How to Interpret Packet Loss
Step 1: Identify the First Hop
- Hop 1 is usually your router.
- If packet loss appears here: LAN instability is likely, WiFi interference may be present, or router CPU congestion may exist.
- Switch to Ethernet before further interpretation.
Step 2: Look for Loss Propagation
- If packet loss appears at Hop 3 and continues through Hop 4, 5, 6, and the final hop → real packet loss.
- If packet loss appears at Hop 3 and disappears at Hop 4 → likely ICMP filtering.
- Loss must propagate forward to matter.
Step 3: Check Where Latency Spikes Begin
- At Hop 1 → local issue.
- Early ISP hops → upstream routing issue.
- After leaving South Africa → international routing.
- Only at final hop → server-side behaviour.
- See: What Is NAPAfrica and Why It Matters for Gamers
Step 4: Detect International Routing
- Signs that traffic has left South Africa: sudden 120ms+ latency jump, foreign IP addresses, submarine transit nodes.
- International routing increases baseline latency and jitter.
- If packet loss appears after international transition, it is likely transit congestion.
Step 5: Evaluate Final Hop
- If all hops are stable and packet loss appears only at the final hop, this may be server-side ICMP filtering or game server response policy.

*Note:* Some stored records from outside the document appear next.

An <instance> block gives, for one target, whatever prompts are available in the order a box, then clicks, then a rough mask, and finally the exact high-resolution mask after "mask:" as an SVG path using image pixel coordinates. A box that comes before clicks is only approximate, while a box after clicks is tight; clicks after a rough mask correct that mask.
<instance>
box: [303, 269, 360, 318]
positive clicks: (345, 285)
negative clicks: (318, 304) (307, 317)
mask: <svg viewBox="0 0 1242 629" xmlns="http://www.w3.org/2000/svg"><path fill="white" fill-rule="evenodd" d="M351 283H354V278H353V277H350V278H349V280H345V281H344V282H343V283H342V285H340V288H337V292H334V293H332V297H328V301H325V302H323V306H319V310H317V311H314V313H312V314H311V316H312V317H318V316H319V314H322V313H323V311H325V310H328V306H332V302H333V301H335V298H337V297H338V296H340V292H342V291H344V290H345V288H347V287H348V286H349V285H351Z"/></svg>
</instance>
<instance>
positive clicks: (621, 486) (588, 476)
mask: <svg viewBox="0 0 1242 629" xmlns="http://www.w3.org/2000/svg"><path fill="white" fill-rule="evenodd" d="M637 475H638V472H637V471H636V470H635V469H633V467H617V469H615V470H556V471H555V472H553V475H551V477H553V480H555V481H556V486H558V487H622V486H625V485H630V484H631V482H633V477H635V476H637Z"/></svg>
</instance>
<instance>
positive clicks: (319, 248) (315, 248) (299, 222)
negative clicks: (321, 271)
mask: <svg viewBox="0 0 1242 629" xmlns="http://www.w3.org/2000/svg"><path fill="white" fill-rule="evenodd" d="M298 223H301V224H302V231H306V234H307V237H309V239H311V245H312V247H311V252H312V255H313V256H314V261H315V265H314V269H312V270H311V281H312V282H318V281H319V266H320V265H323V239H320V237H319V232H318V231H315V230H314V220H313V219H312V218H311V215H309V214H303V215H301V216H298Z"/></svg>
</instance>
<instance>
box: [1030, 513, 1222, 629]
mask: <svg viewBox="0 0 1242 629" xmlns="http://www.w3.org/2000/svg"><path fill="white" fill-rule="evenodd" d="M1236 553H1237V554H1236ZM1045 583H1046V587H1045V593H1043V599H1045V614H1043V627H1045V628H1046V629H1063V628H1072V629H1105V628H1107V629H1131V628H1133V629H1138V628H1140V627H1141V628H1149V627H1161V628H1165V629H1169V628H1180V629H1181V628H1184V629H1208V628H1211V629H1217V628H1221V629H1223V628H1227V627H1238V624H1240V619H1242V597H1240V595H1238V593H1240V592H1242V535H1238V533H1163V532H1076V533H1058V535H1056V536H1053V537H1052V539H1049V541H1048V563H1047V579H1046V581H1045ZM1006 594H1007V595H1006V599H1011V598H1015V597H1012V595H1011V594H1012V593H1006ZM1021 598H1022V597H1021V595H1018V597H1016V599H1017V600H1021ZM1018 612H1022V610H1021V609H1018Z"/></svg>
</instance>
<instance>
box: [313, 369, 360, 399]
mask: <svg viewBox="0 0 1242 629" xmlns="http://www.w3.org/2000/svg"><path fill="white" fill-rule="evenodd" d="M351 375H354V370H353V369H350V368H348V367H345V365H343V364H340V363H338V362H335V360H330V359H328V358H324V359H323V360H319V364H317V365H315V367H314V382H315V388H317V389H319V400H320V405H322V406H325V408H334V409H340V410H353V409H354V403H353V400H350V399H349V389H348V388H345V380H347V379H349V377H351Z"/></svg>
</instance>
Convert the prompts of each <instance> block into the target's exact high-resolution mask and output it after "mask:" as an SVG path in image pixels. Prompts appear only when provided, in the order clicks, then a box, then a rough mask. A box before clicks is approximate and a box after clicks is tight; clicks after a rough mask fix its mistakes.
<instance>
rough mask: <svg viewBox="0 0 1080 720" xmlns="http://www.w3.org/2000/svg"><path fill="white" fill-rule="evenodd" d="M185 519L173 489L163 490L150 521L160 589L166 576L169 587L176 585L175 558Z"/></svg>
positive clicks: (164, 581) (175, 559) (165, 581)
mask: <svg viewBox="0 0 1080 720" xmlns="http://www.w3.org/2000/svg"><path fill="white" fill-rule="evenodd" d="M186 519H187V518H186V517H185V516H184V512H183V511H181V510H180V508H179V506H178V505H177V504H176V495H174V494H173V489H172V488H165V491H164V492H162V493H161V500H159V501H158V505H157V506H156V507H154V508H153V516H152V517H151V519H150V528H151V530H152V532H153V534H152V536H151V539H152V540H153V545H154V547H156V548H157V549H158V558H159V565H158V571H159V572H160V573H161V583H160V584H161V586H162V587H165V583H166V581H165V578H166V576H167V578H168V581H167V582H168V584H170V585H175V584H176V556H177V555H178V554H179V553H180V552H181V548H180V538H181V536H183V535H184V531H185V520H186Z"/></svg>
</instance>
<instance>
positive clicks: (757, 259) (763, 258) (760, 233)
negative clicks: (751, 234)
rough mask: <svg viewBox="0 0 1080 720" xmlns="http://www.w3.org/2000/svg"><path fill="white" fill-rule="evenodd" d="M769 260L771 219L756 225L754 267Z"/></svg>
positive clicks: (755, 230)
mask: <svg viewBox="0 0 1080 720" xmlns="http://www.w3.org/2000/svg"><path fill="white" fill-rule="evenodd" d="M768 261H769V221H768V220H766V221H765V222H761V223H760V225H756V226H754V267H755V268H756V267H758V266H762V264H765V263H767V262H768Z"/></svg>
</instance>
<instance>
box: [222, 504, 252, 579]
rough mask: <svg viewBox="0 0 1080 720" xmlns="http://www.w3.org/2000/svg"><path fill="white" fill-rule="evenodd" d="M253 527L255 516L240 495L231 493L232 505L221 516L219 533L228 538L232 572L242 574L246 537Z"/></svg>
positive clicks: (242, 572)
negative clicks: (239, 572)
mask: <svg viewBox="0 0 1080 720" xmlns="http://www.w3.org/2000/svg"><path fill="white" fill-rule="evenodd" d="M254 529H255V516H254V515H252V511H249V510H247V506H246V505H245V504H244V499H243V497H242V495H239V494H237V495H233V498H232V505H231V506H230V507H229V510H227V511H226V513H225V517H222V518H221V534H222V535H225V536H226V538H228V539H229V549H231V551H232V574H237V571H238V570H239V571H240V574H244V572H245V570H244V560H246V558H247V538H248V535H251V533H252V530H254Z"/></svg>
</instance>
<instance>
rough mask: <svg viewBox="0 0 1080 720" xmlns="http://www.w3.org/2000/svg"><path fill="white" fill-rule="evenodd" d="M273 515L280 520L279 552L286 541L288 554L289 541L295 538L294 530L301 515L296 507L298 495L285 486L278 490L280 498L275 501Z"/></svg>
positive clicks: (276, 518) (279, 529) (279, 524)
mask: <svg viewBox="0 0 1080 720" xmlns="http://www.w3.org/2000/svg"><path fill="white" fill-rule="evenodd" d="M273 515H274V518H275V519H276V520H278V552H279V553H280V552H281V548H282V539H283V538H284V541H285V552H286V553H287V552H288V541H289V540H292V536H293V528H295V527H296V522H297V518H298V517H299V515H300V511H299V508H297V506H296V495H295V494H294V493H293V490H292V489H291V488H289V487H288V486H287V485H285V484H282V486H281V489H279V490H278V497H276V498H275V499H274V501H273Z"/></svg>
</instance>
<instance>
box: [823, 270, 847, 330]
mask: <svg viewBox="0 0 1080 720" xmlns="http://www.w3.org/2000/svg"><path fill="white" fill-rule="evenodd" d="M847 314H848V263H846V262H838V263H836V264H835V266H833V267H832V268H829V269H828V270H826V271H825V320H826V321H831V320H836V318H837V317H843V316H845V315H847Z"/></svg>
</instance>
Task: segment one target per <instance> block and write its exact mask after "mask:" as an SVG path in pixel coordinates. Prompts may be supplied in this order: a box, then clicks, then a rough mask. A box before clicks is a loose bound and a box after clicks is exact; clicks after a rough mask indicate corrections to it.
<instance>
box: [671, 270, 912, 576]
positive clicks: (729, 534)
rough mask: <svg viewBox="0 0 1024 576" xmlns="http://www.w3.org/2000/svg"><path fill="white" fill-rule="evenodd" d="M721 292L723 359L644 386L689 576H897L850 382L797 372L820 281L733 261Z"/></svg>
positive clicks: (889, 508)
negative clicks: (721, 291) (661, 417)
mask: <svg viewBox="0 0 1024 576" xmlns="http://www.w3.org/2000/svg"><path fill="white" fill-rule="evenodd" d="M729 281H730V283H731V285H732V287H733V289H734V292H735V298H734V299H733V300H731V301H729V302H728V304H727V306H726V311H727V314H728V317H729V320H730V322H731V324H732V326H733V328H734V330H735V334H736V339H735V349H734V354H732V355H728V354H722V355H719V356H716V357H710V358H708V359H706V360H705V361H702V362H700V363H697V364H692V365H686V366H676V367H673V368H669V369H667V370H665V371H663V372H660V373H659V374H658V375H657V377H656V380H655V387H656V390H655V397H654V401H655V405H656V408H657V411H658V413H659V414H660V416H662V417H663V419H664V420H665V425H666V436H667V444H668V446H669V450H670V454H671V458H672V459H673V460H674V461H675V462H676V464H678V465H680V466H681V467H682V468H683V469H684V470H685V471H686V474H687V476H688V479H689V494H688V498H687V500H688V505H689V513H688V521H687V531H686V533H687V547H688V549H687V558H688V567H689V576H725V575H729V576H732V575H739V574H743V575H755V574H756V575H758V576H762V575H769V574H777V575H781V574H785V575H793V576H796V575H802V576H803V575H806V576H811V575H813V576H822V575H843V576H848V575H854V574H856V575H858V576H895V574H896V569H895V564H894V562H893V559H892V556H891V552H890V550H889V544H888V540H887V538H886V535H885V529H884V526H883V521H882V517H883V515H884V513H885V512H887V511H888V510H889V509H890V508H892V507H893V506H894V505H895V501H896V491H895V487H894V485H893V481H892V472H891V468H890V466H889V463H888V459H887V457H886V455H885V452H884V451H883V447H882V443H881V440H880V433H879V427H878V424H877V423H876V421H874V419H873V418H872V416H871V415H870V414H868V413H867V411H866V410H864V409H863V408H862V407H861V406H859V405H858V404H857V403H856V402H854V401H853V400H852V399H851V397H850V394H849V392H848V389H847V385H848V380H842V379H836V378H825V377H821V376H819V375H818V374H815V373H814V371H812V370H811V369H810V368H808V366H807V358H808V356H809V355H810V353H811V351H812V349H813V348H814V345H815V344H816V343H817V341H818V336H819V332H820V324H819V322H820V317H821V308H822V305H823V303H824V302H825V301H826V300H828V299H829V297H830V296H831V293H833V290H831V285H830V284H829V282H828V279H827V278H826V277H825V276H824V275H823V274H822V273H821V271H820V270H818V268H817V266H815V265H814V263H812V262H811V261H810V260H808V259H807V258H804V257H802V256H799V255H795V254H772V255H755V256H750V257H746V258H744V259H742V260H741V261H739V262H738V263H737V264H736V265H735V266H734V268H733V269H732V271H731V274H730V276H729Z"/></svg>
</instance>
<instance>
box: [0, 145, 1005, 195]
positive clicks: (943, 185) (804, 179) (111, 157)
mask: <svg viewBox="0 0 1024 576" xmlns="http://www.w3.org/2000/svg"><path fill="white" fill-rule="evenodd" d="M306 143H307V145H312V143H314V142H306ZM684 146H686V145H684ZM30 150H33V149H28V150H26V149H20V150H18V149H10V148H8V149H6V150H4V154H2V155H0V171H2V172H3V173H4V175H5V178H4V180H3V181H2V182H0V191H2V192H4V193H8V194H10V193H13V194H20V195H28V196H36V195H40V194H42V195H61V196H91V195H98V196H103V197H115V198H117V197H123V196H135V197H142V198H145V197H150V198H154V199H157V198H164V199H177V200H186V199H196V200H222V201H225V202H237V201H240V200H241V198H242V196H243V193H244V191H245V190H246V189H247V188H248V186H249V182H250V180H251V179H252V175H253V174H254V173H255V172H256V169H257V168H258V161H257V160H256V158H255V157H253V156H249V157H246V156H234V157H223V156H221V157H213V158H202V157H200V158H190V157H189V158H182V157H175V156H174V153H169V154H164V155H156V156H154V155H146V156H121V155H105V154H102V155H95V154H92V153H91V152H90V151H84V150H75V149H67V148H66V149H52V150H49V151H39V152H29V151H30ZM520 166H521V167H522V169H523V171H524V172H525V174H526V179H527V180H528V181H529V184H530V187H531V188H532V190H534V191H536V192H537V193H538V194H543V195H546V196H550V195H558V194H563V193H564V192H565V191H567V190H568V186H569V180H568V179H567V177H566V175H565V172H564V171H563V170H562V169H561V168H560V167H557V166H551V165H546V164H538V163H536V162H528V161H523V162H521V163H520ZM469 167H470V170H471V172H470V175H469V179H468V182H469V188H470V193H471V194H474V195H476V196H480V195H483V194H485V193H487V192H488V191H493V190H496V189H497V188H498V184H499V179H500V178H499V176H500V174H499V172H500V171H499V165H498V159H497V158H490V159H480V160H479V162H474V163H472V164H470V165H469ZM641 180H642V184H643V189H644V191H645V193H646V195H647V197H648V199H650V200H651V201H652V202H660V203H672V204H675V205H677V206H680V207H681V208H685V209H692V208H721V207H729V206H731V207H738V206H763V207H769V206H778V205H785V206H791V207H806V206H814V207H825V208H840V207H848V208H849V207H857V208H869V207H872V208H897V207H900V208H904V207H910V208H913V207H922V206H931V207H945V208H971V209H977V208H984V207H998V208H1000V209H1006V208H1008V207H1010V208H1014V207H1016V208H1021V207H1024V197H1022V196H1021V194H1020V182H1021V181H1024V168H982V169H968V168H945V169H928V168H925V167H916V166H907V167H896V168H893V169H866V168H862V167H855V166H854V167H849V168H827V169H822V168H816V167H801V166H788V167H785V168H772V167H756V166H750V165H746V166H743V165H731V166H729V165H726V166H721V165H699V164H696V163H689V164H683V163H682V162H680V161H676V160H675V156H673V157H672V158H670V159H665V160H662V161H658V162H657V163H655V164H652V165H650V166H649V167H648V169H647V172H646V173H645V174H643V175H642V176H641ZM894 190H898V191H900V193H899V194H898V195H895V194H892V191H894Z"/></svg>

- If gameplay remains stable, this is not actionable packet loss.
Interpretation Table
| Observation | Meaning | Action |
|---|---|---|
| Loss at Hop 1 | LAN instability | Use Ethernet / check router |
| Loss begins early and continues | Real upstream packet loss | Provide trace to ISP |
| Loss appears at one hop only | ICMP filtering | Ignore if not propagated |
| Latency spike after SA | International routing | Check server region |
| Stable route, high final hop | Server policy | Not ISP-controlled |
Understanding ICMP Filtering
Some routers de-prioritise diagnostic traffic. This can show artificial packet loss at a hop, but no real loss continues afterward. If packet loss does not persist to the final hop, it is not affecting gameplay.
Definition
Used by traceroute to measure latency at each hop. Some routers deprioritise ICMP responses, which can appear as packet loss in diagnostics but does not affect actual game traffic.
South African Routing Patterns
Typical local behaviour: gradual latency increase from CPT to JHB, stable mid-route hops, no early packet loss. International routing: sudden triple-digit latency, higher jitter, possible congestion-related packet loss. Local games hosted in Johannesburg should not show international routing patterns.
Common Misinterpretations
- Seeing 100% loss at one hop and assuming failure
- Escalating based on a 30-second test
- Testing over WiFi
- Confusing server-side filtering with network instability
- Traceroute requires propagation analysis, not single-hop interpretation
When to Escalate
Escalate only if you tested via Ethernet, the test ran 5+ minutes (preferably via WinMTR), packet loss persists across multiple downstream hops, and loss appears before local peering. Do not escalate single-hop ICMP loss, final-hop-only loss, or international routing expected for that game.